伏線(2/3)「指摘する人の気持ち」

 数分した後、面接官が来た。1対1で行った。

 面接は、いつも通り、聞かれたことに対して、分かりやすく具体的に答えた。だいたい、自己PRや志望動機、あと、営業事務を志望する理由、IT業界を選んだ理由など、教科書通りの質問ばかりだった。今までは、「自分を色に例えると、何ですか」とか、変化球があったけど、ここはなかった。ただ、「履歴書に書いた自己PR」だけ、一番深入りしていた。

 「長所に、『細かいところまで、気を配る』とありますが、日常では、どういうところに気を配っていますか?」

 「はい。日常では、時々、家の中に、少しでも埃とか汚れがあれば、掃除機や雑巾で綺麗にするようにしています。この習慣は、学校やバイト先でも、役立っています。」

 「ちなみに、ご自宅では、よくどの辺を掃除しますか?」

 「リビングの壁の隅っこです。棚の後ろとか、死角に溜まっているものなので、その辺の掃除は、欠かせません。」

 「本当に、細かいところまで考えているのですね。素晴らしい長所です。」

 「ありがとうございます。」

 「話を戻しますが、人間関係で、気を配っていることは、ありますか?」

 「はい。関わり方には、気をつけています。性格をよく分かっていないで、話しかけると、何か地雷を踏んでしまうこともあるので、最初は、当たり障りのない世間話をしながら、どんな人かを見るようにしています。」

 「気配り上手なのが伝わってきますね。」

 「ありがとうございます。」

あと、「何か質問はありますか」という逆質問もなかった。たいていの就活生は、これがなくて、安堵するだろう。だけど、僕には、言いたいことが2つあった。

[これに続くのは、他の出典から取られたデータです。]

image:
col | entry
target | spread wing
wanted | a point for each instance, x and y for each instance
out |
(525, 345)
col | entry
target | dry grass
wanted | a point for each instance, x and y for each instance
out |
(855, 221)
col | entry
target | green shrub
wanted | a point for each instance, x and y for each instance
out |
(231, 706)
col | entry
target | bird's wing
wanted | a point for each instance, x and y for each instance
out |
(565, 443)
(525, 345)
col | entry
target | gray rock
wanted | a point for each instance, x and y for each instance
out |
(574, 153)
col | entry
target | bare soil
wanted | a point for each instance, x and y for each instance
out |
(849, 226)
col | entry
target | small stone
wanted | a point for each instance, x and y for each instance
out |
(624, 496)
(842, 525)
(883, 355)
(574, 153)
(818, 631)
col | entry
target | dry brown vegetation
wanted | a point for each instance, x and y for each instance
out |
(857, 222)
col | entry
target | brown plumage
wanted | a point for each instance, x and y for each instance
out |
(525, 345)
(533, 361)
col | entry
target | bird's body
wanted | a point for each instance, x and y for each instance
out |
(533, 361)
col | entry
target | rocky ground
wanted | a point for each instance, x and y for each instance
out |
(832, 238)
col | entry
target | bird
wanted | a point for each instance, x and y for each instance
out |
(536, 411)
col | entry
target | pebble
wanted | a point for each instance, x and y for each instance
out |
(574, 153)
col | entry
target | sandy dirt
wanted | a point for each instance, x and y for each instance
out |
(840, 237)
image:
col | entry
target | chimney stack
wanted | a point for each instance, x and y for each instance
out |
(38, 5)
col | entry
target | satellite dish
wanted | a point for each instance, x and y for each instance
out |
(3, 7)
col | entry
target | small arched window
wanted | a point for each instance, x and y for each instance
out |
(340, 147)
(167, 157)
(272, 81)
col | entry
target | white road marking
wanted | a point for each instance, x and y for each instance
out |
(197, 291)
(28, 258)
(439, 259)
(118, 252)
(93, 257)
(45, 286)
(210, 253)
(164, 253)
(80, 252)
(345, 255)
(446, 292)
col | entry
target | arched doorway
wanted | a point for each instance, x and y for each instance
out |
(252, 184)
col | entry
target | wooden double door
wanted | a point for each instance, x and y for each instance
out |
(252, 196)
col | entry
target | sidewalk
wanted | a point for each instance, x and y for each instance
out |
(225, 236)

 「これで、面接を終わります。結果は、3週間ほど後、メールでお知らせいたします。お疲れ様でした。」

 「ありがとうございました。」

 立ち上がってお辞儀をした後、出口のドアまで歩く。その途中、僕は、悩みに悩む。

 言うべきか、言うべきではないか。いや、言うべきだ。いや、上から目線な気がするし、言わなくていいか。いや、言ったほうが・・・。

 「あの、一つ、よろしいでしょうか。」

 迷った挙句、僕は、面接官に話しかけた。

 「何でしょうか。」

 「一つ、いや2つ、気になることがありまして。まず、トイレのゴミ箱が、満タンでした。常に、回収するように貼り紙があったので、総務部の人に言ってみたら、いいと思います。」

 「これは、失礼いたしました。後ほど、総務部に伝えておきます。それと、もう一つは、何でしょうか。」

 面接官に聞かれると、僕は、バッグからペットボトルの緑茶を出した。テーブル越しで彼の前に近付き、ペットボトルの蓋部分に書かれた小さい表記を見せた。

 「いただいといて、すいませんが、このお茶、賞味期限が切れてました。」

 面接官は、両手を頬につけ、ムンクの叫びのように絶望した顔になり、深く頭を下げた。

 「こっ!これは、大変失礼いたしましたー!!す、すぐに取り替えますので、お、お待ちください。」

 面接官は、僕から緑茶を受け取り、慌てて、部屋を出る。余程、焦っていたのか、テーブルの脚につまずいていた。

 「あ、はい・・・。」

 なんだか、言って後悔が残る。社会の窓が開いているおじさんを注意したみたいで。